Traditional financial legacy systems can be outdated in some ways, particularly in terms of their technology infrastructure and ability to adapt to changing customer needs and market trends.
These systems were often developed decades ago and were not designed to handle the complexities of modern financial transactions. Moreover, traditional financial systems may not be able to keep up with the demands of today’s consumers for fast, convenient, and personalized banking services. Many customers expect to be able to access their accounts and make transactions 24/7 from any device, and legacy systems may struggle to provide this level of service.
While many financial institutions are investing in modernizing their legacy systems to keep up with the changing market landscape, it is proving to be difficult for the industry as a whole to compete with decentralised finance and the blockchain technology they rely on.
Self-custody and No Downtimes
“When you sign up for electronic banking (e-banking), your bank will typically provide you with a unique username and password that you can use to access your account online. However, e-banking systems can experience technical glitches or downtime, which can prevent customers from accessing their accounts or making transactions. This can be frustrating and may require customers to contact customer support for assistance,” says Yang Lan, co-founder of Fiat24.
“What we have done at Fiat24 is to recreate some of the services which banks provide directly on the blockchain. One difference is that we don’t issue usernames and passwords, but rather our clients sign in and access their dashboard directly via their self-custody crypto wallet. Another advantage we have is that, because of the nature of blockchain, there is no downtime (no bank holidays or weekends to disrupt transactions being processed) and our clients have 24/7 access to our services.”

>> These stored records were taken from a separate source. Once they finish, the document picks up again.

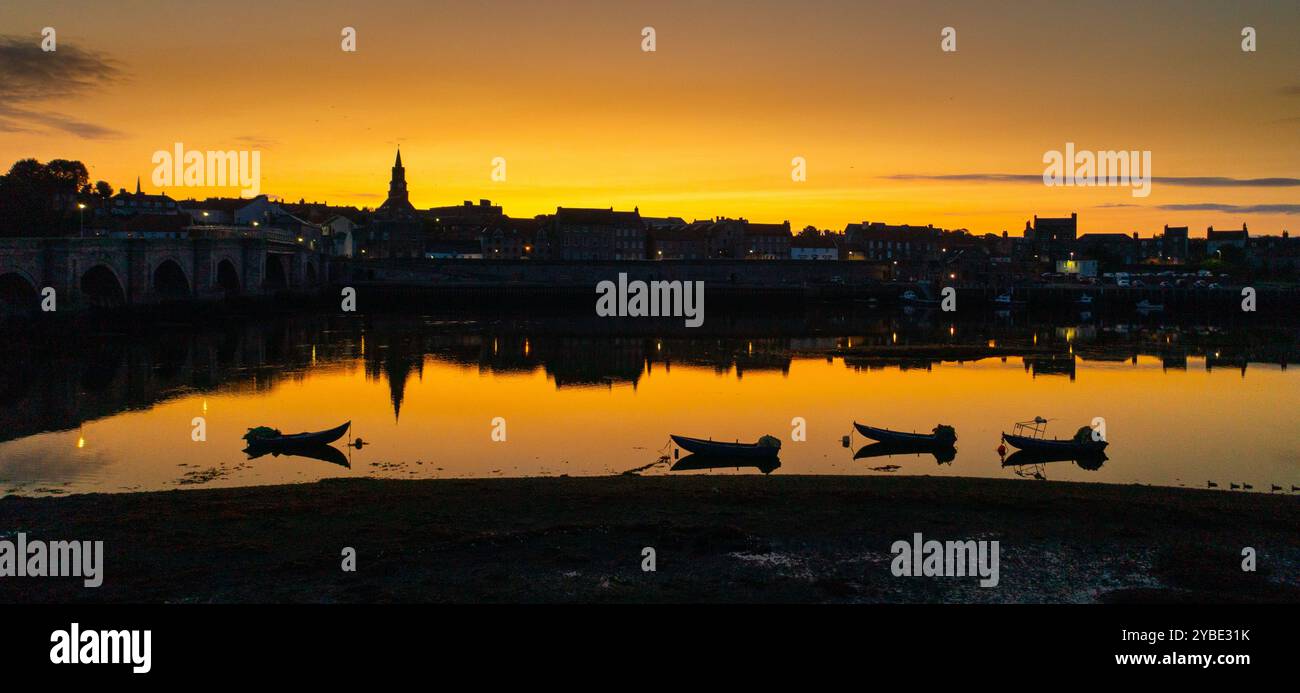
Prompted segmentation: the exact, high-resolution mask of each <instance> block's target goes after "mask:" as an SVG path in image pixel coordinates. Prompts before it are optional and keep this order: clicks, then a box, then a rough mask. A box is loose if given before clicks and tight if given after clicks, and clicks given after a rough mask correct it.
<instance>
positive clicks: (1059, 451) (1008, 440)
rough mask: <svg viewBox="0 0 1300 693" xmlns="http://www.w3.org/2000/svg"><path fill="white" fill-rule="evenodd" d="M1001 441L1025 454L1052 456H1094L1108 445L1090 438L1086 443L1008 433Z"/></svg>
mask: <svg viewBox="0 0 1300 693" xmlns="http://www.w3.org/2000/svg"><path fill="white" fill-rule="evenodd" d="M1002 439H1004V441H1006V443H1008V445H1010V446H1011V447H1017V449H1019V450H1024V451H1026V452H1043V454H1053V455H1070V454H1089V452H1091V454H1096V452H1101V451H1102V450H1105V449H1106V445H1109V443H1108V442H1106V441H1093V439H1091V438H1088V439H1086V441H1080V439H1078V438H1030V437H1027V436H1013V434H1010V433H1004V434H1002ZM1062 459H1071V458H1062Z"/></svg>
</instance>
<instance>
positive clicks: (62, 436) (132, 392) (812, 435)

Banks can benefit from DeFi solutions
The DeFi space is still evolving and there are risks associated with these solutions, but banks can potentially benefit from the cost savings, efficiency improvements, and new revenue streams that DeFi solutions offer.
To highlight just a few ways:
DeFi solutions can reduce the costs associated with traditional financial services, such as intermediaries and middlemen, which can be eliminated through smart contracts and decentralized platforms. This can help banks reduce their operational costs and offer more competitive pricing to their customers.
Streamlining many financial processes, such as clearing and settlement, by automating them through smart contracts. This can reduce the time and costs associated with traditional financial transactions and improve the speed and efficiency of banking operations.
Greater transparency and accountability in financial transactions can help banks build trust with their customers and improve their reputation. This can also help banks comply with regulatory requirements and reduce the risk of fraud or money laundering.
DeFi as a Disruptor
It is without a doubt that DeFi has the potential to disrupt the traditional financial industry in several ways, but currently, traditional finance has significant advantages, including regulatory compliance, stability, and infrastructure. Traditional financial institutions have established customer bases, reputations, and relationships with other financial institutions that can be difficult for DeFi to replicate.
While DeFi represents a potential disruption to the traditional financial industry, it is not necessarily competing with traditional finance at this time. Both DeFi and TradFi have their own unique advantages and challenges, and it remains to be seen how these two sectors will evolve and potentially intersect in the future.